Son frère Jean lui ressemblait comme une pièce sortie du même flan usé, mais ce marin, de physionomie plus inerte, devait avoir la mollesse des natures lymphatiques. Ces deux frères contrastaient avec les centaines de rudes pêcheurs sardiniers ou homardiers qui les entouraient. Ils appartenaient en effet à un autre sang : Job et Maharit Buanic, les sabotiers, s’en étaient venus des montagnes noires pour exercer leur métier parmi cette population maritime musculeuse, violente, tapageuse et rieuse. Pour la finesse native de Jean et Julien Buanic et leurs façons plus tendres, Nonna et Anne Lanvern, les filles les plus gracieuses de Ploudaniou, les avaient aimés. Comme les naufragés en pleurs, à l’évocation du malheur de la « Rosa-Mystica », n’expliquaient pas encore leur retour prodigieux, le sévère Gurval Lanvern leur ordonna de conter la perte de leur navire sans rien dissimuler des détails de ce désastre.

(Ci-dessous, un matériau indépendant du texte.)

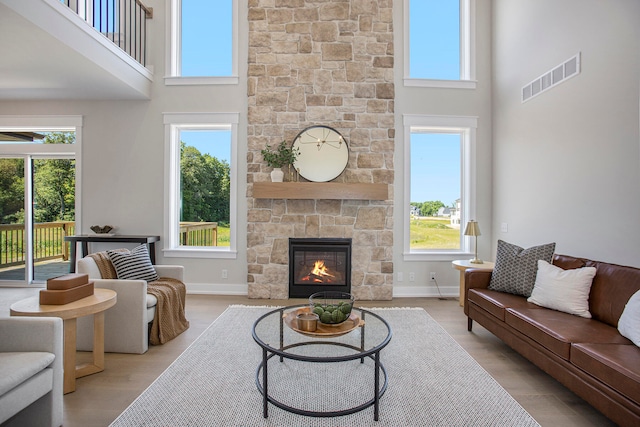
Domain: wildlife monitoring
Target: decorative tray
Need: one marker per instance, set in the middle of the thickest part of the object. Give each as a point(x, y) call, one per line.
point(324, 331)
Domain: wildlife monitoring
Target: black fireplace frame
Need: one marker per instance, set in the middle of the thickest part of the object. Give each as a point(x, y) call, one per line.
point(318, 245)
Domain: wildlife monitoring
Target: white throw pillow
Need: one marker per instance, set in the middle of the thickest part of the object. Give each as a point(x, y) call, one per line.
point(629, 323)
point(563, 290)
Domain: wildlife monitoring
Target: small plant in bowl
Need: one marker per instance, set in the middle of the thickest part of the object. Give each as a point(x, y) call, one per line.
point(332, 307)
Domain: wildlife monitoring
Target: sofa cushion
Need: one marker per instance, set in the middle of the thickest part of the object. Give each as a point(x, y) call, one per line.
point(497, 302)
point(612, 288)
point(618, 366)
point(629, 323)
point(515, 268)
point(563, 290)
point(556, 331)
point(135, 265)
point(17, 367)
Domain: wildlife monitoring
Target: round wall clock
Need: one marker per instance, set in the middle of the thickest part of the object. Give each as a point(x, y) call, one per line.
point(323, 153)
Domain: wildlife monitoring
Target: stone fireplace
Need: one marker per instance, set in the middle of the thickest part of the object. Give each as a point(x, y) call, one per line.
point(327, 63)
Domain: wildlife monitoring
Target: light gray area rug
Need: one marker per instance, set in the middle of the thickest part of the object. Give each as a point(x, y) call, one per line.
point(432, 382)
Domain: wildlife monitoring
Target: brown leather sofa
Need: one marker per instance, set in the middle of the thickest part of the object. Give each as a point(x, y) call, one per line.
point(588, 356)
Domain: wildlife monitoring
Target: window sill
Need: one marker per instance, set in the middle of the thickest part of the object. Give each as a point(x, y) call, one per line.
point(436, 256)
point(448, 84)
point(200, 253)
point(200, 81)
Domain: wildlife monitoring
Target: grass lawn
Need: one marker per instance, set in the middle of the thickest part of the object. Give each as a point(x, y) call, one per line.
point(433, 233)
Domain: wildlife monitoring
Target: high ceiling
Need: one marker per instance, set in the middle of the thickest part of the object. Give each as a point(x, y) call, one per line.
point(45, 55)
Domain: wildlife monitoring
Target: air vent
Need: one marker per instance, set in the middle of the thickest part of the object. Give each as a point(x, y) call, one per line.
point(553, 77)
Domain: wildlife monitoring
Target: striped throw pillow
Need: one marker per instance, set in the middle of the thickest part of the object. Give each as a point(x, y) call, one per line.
point(135, 264)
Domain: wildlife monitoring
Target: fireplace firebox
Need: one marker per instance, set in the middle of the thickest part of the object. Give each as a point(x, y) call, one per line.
point(319, 264)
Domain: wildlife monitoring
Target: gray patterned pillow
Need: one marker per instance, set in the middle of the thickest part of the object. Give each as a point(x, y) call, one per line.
point(516, 268)
point(134, 265)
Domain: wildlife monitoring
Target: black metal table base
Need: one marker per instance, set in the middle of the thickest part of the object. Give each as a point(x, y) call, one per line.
point(263, 387)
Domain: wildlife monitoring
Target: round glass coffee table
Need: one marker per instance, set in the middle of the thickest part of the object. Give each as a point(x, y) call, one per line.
point(333, 371)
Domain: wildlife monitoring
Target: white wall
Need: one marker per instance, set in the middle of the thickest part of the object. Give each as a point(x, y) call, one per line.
point(455, 102)
point(566, 164)
point(123, 157)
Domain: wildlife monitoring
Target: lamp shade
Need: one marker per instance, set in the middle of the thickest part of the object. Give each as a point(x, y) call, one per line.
point(472, 229)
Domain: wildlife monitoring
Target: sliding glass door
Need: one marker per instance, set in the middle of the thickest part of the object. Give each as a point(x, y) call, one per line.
point(37, 206)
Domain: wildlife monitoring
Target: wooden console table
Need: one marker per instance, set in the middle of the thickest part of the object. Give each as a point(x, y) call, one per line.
point(86, 238)
point(464, 264)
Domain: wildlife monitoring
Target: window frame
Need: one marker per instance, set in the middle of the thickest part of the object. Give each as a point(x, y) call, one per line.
point(174, 123)
point(466, 126)
point(174, 43)
point(467, 51)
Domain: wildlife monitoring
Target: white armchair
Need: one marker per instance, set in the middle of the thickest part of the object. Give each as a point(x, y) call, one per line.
point(126, 325)
point(31, 371)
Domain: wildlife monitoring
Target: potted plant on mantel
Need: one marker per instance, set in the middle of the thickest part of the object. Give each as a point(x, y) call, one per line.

— Nous revenions de Cardiff trop chargés de charbon sur notre vieux trois-mâts qui faisait de l’eau. Vers le milieu de la nuit, comme la « Rosa-Mystica » commençait de rouler bord sur bord à la houle pointue, une des pompes s’engorgea. Seule, la seconde fonctionna. L’eau montait dans la cale. Le vent fraîchit. Une bonnette, un foc et un cacatois furent emportés successivement. Tout le gréement de ce vieux sabot n’est qu’une moisissure, nous confia le capitaine.